LEXI TSIEN: We decided to look back to the Continuous Monument, a conceptual model for total urbanization by the Italian architects of Superstudio. Developed in 1969 as a critique of the urban planning at that time, this proposal envisioned a single piece of architecture extending as a continuous formation over a grid system and spanning the natural landscape, ultimately rendering the world as a uniform megastructure. We took a cue from the singular unifying act of their Continuous Monument, which nurtures and reflects the natural world rather than obliterating it.
How does your proposal differ from Superstudio’s concept?
LT: Instead of one singular extended megastructure, our proposal sees work and workspace as discreetly atomized pixels of programme. We identified the phone booth as the most irreducible unit of workspace – satisfying basic needs for connection, and visual and acoustic privacy. These phone booths, which are fitted out with power outlets and desk space, can function as remote workstations, dotting the natural landscape. Absent the modernist grid, the pixel unit is stretched into a rhombus – emphatically thin and oblique, giving an illusion of axonometry. Their shape is recombinatory in radial clusters or linear bars, allowing for the grid to be pinched, pulled and distorted, no longer a top-down, totalizing force. We imagine these pixels tapping into light infrastructure; 8G Wireless is supplied through lightning poles and drones deliver our most essential goods with a single swipe.

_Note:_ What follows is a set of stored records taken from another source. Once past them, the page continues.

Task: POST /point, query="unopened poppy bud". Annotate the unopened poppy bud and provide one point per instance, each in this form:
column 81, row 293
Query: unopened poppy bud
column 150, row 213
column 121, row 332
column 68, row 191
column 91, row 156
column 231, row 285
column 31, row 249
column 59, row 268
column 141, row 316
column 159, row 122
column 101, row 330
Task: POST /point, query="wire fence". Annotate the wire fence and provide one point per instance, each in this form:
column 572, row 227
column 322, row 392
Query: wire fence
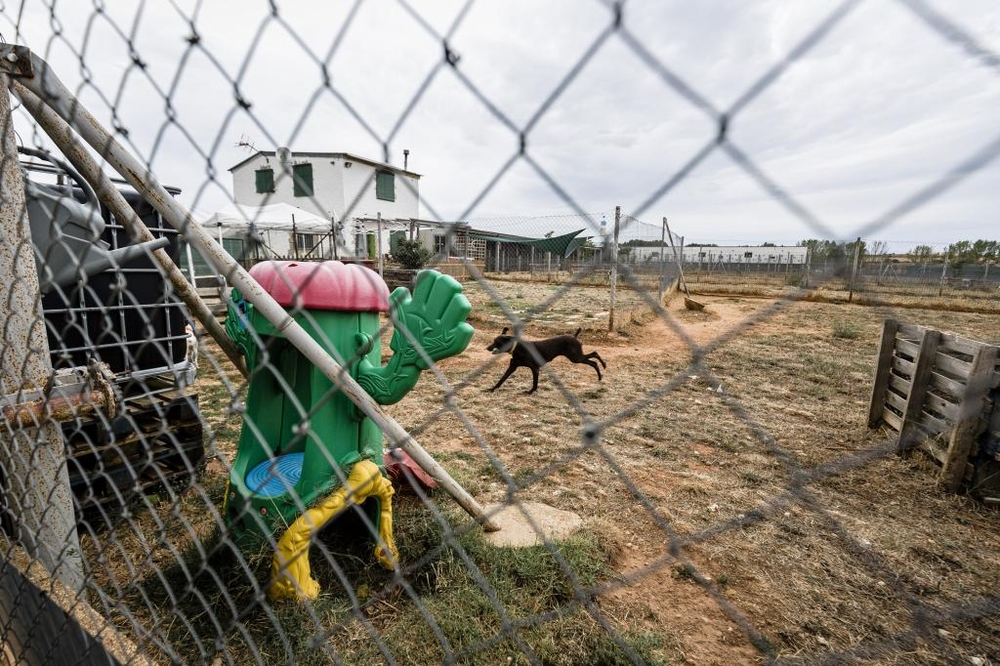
column 333, row 472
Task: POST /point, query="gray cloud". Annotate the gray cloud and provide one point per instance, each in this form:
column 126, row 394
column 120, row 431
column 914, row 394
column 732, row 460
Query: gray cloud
column 878, row 109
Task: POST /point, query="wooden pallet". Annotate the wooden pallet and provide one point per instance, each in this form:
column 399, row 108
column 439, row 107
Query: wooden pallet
column 935, row 389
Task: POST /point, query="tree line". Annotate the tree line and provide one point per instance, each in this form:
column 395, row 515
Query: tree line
column 957, row 254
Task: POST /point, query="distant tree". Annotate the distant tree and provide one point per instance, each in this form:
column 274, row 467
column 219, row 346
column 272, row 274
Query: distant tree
column 921, row 254
column 960, row 253
column 823, row 250
column 878, row 248
column 412, row 254
column 986, row 250
column 849, row 249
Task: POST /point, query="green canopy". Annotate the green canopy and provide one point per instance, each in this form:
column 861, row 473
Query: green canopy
column 562, row 246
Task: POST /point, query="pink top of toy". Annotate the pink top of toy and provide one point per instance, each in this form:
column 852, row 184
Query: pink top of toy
column 325, row 285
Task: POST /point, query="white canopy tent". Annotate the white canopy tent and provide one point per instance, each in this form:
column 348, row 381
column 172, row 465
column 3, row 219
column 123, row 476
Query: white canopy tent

The booths can be configured in bars or clusters, challenging the modernist grid and suggesting more open relationships among work, nature and each other.
Why did you choose to envision a physical setting, while virtuality has become the dominant mode of experience and communication?
TL: Working remotely enables us to plug in and virtually meet up in any setting as we migrate from platform to platform. And yet, an exclusively virtual world is disorienting and fatiguing. Architectural surroundings can help us to physically ground ourselves and relieve our domestic spaces from the burden of work.
How will your design relate to the natural landscape?
LT: Their mirrored exteriors reflect and amplify their environment so one must move around it to understand its material presence. Thus, the office becomes subordinate to nature.
What lifestyle changes do you hope your concept will instigate?
LT: The extreme atomization of work and our societal shift online is an opportunity to return to nature, rather than exploit it. Like sheep, we will roam the digital pastoral – playing, grazing, working, sleeping – and our impact upon the earth may have a lighter touch. Will the digital nomads among us find food from the land? A radical return to a quasi hunter-gatherer mode of communal subsistence suggests a new frontier that will dissolve the bounds of personal property.